My heart goes out to poor Kathleen and Simon Inman, proprietors of Inman Family Vineyards, a winery that just got started three or four years ago in the Russian River Valley. Their vineyard property (along with several other famous wineries) lies on Olivet Road in Sonoma County, and so she opted to name her vineyard Olivet Grange Vineyard. But what should happen when she released her Olivet Grange Vineyard Pinot Noir last year?
Penfolds Estate, the Australian company owned by the liquor giant Fosters, sued, claiming they owned the exclusive right to use the word Grange on a wine label.
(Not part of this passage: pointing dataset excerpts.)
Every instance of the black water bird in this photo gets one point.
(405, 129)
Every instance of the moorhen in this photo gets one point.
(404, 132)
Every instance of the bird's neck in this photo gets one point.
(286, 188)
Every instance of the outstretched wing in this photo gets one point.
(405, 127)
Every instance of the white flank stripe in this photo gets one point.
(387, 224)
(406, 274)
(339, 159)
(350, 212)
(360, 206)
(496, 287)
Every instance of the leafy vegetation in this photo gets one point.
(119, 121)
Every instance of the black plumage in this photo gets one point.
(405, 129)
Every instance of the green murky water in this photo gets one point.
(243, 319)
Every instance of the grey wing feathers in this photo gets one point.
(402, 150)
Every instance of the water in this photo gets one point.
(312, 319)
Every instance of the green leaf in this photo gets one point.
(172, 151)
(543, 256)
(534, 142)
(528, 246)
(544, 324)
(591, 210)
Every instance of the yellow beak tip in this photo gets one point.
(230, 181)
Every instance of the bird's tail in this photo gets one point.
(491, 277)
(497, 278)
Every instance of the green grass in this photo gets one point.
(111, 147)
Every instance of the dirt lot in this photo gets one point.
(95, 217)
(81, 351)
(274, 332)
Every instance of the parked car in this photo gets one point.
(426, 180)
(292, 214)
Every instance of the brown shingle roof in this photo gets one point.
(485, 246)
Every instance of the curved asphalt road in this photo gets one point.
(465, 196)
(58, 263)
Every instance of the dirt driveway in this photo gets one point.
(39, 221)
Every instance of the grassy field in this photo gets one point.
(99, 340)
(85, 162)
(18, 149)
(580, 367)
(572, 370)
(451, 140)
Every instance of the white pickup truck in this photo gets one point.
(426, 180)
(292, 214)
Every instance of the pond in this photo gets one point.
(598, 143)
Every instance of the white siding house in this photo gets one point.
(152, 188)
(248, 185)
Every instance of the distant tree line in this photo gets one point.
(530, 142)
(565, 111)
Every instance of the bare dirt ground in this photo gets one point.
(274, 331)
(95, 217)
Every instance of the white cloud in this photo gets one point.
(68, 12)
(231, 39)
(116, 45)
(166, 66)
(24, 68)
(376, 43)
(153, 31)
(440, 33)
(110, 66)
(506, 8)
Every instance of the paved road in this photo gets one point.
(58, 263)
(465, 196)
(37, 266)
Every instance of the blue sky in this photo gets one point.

If you’re not outraged, you’re not paying attention. Can I outline the reasons that this is so utterly stupid, and frankly just plain mean?
1. It’s a common word in the English language. Since when does anyone own the exclusive right to it in any form?
2. It’s the name of their vineyard, for Pete’s sake. Penfolds Grange is just the proper name for the wine. It is not made from the Grange vineyard (Grange is made from several vineyard sources).
3. Wine 1 is named: Inman Family Vineyards “Olivet Grange Vineyard” Pinot Noir, Russian River Valley. Wine 2 is named Penfolds Grange, Barossa Valley, Australia. What moron is going to get these mixed up?
4. Did I mention it’s a frikkin Pinot Noir!!!! Who is going to confuse a $40 Pinot from Sonoma with a $200 Syrah from Down Under? Boggles the mind.
5. Inman family wines makes something like 3000 cases a year. Penfolds? Probably 150,000. So where’s the threat? Inman doesn’t even have the money to challenge this ridiculous lawsuit in court. They just have to roll over. Which is, of course, precisely what Foster’s wants.
The sad thing is, this sort of shit happens all the time in the corporate world, and with more frequency every passing year. Yet the folks who work at these big corporations (not just in the wine world) are constantly complaining about the fact that they are painted by so many people to be big evil monsters.
Well here’s a tip for the Foster’s and the other big companies of the world who think you own words just because they’ve been on your label for years: try spending your money on something productive and keeping a leash on your rabid lawyers for a change and you’ll be surprised how people might treat you. Or, you can just keep being pricks about stuff like this and you’ll always be the companies that people love to hate.
Inman Family Vineyards will be releasing their Pinot Noirs from now on labeled “OGV.”